Three guesses as to what it was. They weren’t likely to be pleased about having the plug pulled on their program.

“Uh-oh, we got one on the move,” Dave warned under his breath.

A young woman with short, black hair had just detached herself from the group in the living room to move into the hall. She was frowning as she talked into a cell phone. Automatically, Joe registered that she was attractive, bone-thin in a white blouse, black skirt, and flat shoes, and not really his type. She was also headed their way.

“O’Neil. Go see what they’re up to in there.” Vince was charting the young woman’s progress, too. He glanced at Dave and jerked his head toward the house. “They’re supposed to be shutting things down.”
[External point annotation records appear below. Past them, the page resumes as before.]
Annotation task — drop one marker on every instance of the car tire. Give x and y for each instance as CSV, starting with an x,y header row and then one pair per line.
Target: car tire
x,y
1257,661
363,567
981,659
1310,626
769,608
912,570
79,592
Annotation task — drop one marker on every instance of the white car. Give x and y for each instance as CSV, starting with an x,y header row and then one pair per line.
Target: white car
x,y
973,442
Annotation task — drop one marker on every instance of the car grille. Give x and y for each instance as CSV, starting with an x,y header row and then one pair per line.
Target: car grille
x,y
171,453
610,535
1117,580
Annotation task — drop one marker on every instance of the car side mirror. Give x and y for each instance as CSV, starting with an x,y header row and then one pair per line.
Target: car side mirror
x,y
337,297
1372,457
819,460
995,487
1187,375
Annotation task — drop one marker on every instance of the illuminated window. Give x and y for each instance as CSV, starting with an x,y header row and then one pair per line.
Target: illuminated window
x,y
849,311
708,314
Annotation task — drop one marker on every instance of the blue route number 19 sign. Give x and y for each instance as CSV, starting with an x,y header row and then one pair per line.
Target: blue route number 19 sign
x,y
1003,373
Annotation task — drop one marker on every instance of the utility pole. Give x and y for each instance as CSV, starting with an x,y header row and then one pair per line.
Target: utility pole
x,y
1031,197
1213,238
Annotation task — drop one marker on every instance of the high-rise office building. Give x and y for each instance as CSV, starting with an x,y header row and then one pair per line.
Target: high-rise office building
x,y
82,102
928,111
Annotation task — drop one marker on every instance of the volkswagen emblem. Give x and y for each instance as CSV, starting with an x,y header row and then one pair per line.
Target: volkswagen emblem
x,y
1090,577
Dave nodded and headed into the house. The young woman, still talking on her cell phone, reached the screen door at the same time he did. Ever the gentleman, Dave ended up holding the door open for her. She shot him a sidelong glance rife with disdain as she passed through it onto the porch.

No gratitude there.

Just then, the sound of quick footsteps on the porch stairs made Joe glance around. His eyes widened slightly as he beheld the redheaded TV reporter ascending them two at a time. A motley collection of newcomers straggled across the lawn in her wake, all clearly headed toward the house. Behind them was the trio of klieg lights that had been set up about thirty feet from the house to light the exterior, causing their shadows to elongate until they stretched across the overgrown grass, almost all the way to the thicket of oleanders that hugged the porch. Joe beheld an older woman, redheaded like the reporter, in a long, flowing purple dress, leaning heavily on the arm of a short but muscular blond guy. A little behind them, another man, less bulky but also less toned, had his hand around the elbow of a heavily pregnant lady who seemed to be huffing and puffing with every step. But it was the reporter who was nearest—and closing fast, he discovered as his gaze snapped back to her. She was pencil-slim—slimmer than she had looked on TV—in a figure-hugging black skirt suit that made her absolutely killer legs look about two miles long, and tall heels that clicked loudly on the wood. Her shoulder-length hair looked dark in the shadows at the top of the steps, but then she gained the porch and strode into the glow of the klieg lights. He saw that her hair was indeed the true deep red it had appeared on TV. Earlier, though, it had hung straight to her shoulders, all smooth and shiny like a shampoo ad. Now it was disheveled, with one side pushed behind an ear and bangs straggling over her forehead. Her cheeks had acquired a hectic flush, and her previously luscious mouth appeared hard and tight. Her eyes narrowed as they focused on him and Vince, her lips pursed until they were downright thin, and she said something into the cell phone that she had pressed to her face.